The burnout dimensions of physical fatigue, cognitive weariness, and emotional exhaustion were all significantly predicted by occupational stress factors. Taken together, these results underscore the importance of designing and implementing interventions that target these variables to promote better adaptation of health professionals to their stressful work environments. Consequently, such interventions, along with hospital management and ministry offices, should aim to reduce physical fatigue by ensuring health professionals have a secure work status and are not overloaded in the amount of work required. The latter would also contribute to lower individuals’ emotional exhaustion. More support should also be allocated to health professionals who intend to change service, both logistically and psychologically. Lastly, given the influence of the work-home interface, with respect to physical fatigue, cognitive weariness, and emotional exhaustion, hospital managers should strive to provide adequate support to their professionals, by offering more flexibility and psychology services that teach strategies to make the demands at home and work more compatible.

To target the cognitive weariness dimension, public decision makers must ensure that health professionals are not overloaded. Although recognizing the financial implications for hospitals in hiring more staff, it is imperative that hospital staff are given adequate workloads, since overload is implicated in cognitive weariness and, consequently, stress levels, both of which have a negative impact on hospital staff’s psychological and physical health. Moreover, overloaded professionals are more prone to errors, thus endangering their patients. Results also showed that nurses without children showed less cognitive weariness. Therefore, health professionals who do have children should have institutional support to facilitate juggling their professional and personal lives, namely by arranging to have day-cares within their facilities and staff dedicated to teach techniques to deal with these personal/work life demands.

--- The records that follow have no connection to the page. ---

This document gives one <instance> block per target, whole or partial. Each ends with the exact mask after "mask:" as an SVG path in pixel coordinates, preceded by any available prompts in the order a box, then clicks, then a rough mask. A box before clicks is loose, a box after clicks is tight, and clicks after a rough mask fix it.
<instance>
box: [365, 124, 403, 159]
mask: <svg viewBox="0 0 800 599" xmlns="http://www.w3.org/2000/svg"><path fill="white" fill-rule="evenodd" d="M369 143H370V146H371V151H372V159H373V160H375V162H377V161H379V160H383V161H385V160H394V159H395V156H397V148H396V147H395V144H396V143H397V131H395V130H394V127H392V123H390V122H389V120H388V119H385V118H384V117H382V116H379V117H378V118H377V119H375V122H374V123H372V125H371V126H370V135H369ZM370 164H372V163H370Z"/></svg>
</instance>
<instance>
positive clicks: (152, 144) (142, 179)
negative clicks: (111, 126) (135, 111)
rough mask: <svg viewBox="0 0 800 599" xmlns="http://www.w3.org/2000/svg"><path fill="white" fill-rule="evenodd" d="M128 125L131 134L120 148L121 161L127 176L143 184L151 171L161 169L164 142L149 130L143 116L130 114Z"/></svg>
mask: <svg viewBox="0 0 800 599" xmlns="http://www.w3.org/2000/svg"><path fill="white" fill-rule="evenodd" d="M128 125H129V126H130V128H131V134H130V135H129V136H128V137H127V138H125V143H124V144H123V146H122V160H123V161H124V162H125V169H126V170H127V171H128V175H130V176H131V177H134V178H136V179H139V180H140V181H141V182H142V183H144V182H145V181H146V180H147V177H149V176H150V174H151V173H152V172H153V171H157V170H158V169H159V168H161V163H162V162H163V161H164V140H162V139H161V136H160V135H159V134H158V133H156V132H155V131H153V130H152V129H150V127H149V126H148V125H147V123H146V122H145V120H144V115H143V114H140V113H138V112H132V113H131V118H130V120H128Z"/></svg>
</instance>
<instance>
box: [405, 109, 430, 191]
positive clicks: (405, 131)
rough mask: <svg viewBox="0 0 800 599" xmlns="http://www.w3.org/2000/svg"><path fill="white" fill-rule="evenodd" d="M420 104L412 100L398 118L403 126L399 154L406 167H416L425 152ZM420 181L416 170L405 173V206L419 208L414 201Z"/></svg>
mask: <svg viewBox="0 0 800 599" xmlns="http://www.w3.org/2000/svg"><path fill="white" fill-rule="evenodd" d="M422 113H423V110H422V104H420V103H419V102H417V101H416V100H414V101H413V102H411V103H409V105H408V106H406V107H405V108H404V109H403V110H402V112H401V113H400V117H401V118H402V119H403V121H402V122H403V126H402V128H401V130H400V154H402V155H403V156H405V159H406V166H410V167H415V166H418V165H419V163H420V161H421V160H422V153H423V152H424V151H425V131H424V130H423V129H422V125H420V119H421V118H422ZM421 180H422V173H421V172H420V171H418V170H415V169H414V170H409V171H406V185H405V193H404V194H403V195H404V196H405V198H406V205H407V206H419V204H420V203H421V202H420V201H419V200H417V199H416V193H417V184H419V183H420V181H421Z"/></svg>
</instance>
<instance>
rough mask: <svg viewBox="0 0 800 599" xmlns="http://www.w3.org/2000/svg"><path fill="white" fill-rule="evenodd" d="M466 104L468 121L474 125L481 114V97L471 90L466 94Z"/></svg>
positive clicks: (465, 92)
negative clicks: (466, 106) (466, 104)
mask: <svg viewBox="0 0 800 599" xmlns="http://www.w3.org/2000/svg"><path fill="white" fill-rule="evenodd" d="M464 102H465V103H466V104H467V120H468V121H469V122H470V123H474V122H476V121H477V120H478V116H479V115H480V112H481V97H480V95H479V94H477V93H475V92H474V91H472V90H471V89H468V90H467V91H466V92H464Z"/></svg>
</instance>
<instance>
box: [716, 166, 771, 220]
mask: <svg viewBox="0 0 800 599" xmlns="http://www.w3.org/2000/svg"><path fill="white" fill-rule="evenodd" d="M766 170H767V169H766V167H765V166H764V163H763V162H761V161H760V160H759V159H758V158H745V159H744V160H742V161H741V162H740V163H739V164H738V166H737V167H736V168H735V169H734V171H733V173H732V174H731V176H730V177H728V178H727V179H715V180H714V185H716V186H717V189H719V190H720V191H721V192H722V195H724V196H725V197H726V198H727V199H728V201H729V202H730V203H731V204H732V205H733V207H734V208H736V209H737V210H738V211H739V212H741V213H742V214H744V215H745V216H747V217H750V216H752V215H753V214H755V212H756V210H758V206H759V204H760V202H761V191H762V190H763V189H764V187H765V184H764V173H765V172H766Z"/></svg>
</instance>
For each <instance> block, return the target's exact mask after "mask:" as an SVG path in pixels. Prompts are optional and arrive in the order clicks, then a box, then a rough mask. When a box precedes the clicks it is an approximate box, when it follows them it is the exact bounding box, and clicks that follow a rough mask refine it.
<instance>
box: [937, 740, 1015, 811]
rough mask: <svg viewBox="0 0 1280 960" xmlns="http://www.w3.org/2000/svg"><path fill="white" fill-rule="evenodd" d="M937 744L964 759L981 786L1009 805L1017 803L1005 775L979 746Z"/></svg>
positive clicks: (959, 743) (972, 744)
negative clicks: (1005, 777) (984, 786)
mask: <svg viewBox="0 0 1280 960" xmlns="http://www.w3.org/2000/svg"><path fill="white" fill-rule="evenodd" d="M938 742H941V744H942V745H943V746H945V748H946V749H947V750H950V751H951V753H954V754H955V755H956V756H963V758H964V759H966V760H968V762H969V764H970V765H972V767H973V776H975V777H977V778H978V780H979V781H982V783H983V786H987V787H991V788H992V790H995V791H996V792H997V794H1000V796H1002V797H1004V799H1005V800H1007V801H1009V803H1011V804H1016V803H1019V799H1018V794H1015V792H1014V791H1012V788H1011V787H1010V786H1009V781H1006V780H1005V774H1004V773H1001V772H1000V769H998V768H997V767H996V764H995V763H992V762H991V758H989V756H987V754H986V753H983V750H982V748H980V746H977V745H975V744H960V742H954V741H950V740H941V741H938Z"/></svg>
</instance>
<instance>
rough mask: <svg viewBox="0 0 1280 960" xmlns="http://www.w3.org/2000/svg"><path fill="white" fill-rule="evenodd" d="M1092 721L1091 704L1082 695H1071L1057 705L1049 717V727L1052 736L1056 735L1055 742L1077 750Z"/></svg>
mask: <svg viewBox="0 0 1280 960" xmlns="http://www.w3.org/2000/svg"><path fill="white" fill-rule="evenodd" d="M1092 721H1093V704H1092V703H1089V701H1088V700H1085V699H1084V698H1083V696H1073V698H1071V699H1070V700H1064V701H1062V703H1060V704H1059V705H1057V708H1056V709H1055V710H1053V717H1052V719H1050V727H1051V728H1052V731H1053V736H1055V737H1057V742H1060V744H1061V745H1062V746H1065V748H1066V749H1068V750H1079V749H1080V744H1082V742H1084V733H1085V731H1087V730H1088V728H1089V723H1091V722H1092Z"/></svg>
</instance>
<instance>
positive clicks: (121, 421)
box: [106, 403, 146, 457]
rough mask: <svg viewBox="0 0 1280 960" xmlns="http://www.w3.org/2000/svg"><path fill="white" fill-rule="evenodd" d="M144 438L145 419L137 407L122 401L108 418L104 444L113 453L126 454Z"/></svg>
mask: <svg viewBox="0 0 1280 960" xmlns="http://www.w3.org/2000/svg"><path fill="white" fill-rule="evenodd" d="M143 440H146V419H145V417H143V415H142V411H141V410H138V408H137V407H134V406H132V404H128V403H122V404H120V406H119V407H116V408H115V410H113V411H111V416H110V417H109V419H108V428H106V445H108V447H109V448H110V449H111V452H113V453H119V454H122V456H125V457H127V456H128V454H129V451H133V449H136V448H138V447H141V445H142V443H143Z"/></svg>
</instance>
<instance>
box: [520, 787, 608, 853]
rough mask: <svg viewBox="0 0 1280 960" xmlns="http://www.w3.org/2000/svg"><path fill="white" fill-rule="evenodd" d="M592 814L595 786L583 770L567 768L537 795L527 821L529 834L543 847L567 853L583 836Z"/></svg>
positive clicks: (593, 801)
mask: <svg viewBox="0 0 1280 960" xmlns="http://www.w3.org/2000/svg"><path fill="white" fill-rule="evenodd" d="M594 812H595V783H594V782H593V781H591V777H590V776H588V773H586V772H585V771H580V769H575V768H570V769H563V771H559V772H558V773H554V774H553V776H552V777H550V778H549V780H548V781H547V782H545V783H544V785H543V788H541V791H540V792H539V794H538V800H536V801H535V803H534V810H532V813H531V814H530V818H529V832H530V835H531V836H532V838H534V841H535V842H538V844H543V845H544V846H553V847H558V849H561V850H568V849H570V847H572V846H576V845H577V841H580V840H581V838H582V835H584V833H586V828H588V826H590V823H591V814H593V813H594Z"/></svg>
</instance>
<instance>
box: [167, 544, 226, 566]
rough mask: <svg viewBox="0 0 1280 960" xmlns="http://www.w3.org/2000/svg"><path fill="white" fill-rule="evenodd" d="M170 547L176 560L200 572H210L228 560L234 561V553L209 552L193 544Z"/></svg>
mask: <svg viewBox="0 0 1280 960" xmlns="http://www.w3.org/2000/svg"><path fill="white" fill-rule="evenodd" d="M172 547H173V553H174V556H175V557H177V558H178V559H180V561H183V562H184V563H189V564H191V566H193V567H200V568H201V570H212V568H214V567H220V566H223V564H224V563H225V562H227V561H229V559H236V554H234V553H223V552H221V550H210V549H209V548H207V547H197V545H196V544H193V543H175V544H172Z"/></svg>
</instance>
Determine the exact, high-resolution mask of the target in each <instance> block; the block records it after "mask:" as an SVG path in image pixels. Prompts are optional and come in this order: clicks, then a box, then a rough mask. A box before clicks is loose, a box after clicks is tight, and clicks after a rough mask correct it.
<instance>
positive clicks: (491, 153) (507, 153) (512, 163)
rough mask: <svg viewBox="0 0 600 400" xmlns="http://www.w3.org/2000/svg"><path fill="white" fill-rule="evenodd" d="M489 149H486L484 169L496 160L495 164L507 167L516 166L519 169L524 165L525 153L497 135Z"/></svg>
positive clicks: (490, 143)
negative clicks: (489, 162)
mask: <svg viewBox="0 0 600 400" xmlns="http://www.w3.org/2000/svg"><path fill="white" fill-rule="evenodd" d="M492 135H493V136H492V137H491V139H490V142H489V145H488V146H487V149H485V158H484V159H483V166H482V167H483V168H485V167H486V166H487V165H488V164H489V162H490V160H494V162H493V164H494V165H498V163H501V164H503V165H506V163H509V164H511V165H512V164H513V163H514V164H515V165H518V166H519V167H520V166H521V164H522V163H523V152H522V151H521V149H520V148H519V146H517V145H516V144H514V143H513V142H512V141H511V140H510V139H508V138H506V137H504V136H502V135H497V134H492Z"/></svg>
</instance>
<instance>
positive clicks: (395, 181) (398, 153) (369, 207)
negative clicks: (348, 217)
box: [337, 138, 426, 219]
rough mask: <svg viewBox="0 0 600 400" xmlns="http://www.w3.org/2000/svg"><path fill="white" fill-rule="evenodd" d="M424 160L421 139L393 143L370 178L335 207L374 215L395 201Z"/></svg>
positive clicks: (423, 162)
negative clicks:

Finally, professionals with no children and who work more with patients report less emotional exhaustion. Again, the same techniques mentioned above should be used for professionals with children with the aim of reducing their emotional exhaustion. Moreover, given the apparent protective quality of working more with patients, it could be argued that hospitals should ensure a balanced distribution of patients per professional, guaranteeing that all health professionals have the opportunity of working with patients and thus benefit from their protective quality. On the other hand, professionals with more stress in their relationships at work and those who design and implement public presentations in leading training activities present with higher emotional exhaustion. In order to target these variables, teams of psychologists should be available to deliver interventions that focus on work relationships and how to ensure healthy work environments. Concomitantly, the same teams could implement training sessions to teach health professionals how to design and implement public presentations, how to deal with the stress they cause, and to teach leadership skills invaluable not only to these presentations, but also to their work lives and relations, along with their private and personal lives. Future research should include other health professionals in their samples, in order to increase professional representativeness and thus increase the perspective on stress and burnout in health professionals.

In sum, health professionals are at high risk of suffering from physical fatigue, cognitive weariness, and emotional exhaustion stemming from the presence of high levels of occupational stress. Interventions should be implemented in hospitals with the aim of targeting occupational stress variables that have an impact on physical fatigue, cognitive weariness, and emotional exhaustion.